The PDGFRA gene normally codes for a cell membrane receptor protein. To be turned on the PDGFRA receptor normally needs to bind to another protein called a ligand. However the PDGFRA-FIP1L1 fusion protein receptor no longer responds to ligand binding, it is permanently turned on. This results in continuous signalling to the cell nucleus and unregulated stimulation of cell proliferation, particularly of eosinophils, a type of white blood cell.
A cancer specialist will use many different tests to identify the treatment most likely to help a patient with a cancer of blood cells. This is just one of the tests that would be used.
Sometimes people develop resistance to imatinib even though the tyrosine kinase inhibitor is usually very effective for treating people with the PDGFRA-FIP1L1 fusion gene at low doses.
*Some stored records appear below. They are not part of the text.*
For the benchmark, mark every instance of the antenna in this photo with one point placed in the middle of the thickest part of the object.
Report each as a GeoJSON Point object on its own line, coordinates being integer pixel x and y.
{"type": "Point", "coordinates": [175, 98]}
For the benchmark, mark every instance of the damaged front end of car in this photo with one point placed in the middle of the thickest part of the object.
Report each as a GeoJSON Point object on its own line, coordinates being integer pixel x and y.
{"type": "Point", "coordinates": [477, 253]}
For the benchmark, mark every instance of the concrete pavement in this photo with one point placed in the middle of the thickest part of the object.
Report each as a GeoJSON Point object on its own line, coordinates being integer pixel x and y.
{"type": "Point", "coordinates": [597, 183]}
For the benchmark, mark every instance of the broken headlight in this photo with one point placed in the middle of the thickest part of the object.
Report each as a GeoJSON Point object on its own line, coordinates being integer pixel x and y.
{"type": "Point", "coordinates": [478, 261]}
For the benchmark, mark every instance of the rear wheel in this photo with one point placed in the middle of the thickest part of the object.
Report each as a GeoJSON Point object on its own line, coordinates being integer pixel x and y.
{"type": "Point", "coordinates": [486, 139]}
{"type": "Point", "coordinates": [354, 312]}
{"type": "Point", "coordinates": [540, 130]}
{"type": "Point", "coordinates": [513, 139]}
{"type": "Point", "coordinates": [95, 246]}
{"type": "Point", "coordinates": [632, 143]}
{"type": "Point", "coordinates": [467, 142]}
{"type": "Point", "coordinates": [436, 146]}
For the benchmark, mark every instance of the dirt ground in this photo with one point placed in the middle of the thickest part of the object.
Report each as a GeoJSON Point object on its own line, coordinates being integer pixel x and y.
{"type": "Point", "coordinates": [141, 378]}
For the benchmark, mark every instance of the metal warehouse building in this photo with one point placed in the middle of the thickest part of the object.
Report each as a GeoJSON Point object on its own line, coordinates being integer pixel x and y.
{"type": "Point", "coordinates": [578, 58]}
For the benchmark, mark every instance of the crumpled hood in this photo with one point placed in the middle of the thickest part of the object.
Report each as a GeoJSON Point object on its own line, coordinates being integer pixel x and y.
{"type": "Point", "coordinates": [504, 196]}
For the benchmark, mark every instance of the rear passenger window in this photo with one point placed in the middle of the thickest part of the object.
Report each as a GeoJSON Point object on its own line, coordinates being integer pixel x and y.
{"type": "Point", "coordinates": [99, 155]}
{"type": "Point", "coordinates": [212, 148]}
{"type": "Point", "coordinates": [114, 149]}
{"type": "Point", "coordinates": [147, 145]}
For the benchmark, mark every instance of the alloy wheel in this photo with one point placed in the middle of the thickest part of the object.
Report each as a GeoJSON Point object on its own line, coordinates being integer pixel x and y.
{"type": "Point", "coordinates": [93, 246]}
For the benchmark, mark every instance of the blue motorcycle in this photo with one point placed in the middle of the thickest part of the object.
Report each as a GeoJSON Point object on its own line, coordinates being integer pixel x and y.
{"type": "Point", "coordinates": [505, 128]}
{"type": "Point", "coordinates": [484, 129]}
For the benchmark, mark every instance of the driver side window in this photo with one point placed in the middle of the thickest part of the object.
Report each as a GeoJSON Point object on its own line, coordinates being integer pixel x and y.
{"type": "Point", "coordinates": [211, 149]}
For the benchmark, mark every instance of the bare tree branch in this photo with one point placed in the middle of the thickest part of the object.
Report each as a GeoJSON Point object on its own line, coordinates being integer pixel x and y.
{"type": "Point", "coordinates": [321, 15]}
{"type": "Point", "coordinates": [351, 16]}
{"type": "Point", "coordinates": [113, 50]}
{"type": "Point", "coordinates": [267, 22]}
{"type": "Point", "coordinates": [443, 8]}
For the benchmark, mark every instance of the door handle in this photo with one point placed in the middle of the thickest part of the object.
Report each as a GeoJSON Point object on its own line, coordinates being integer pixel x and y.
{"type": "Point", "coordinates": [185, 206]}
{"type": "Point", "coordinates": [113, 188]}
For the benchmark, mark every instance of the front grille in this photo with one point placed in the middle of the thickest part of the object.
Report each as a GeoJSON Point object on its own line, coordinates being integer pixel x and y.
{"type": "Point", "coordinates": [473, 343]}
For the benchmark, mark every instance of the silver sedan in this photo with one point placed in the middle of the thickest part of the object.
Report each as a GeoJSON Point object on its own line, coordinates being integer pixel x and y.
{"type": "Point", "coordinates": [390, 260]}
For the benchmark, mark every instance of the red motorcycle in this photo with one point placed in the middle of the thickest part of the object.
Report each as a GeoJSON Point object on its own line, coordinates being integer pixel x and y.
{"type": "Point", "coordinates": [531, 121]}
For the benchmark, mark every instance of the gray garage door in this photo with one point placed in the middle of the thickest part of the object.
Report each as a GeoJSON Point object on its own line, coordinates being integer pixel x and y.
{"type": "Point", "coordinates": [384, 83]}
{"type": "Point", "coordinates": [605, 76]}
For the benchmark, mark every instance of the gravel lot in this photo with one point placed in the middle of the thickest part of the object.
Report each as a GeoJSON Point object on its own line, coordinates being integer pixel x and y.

For the rare individuals whose HE is resistant to imatinib, stem cell transplants have reversed the organ dysfunction caused by hypereosinophilia. However, health practitioners have limited experience with this treatment, so it is not used routinely. Chemotherapy has also been used with some success for people with the fusion gene who don't respond to treatment with imatinib. Some individuals with the fusion gene are also treated with corticosteroids to lower their eosinophil count and help control organ damage.
People with PDGFRA-FIP1L1- may also manifest as acute myeloid or lymphoblastic leukemia, though that is rare. PDGRA-FIP1L1 has also been found infrequently in other leukemias and successfully treated with imatinib.
Unlike some other genetic abnormalities, PDGFRA-FIP1L1 related change is very subtle and thus cannot be detected with routine karyotyping, which involves looking at chromosomes under a microscope.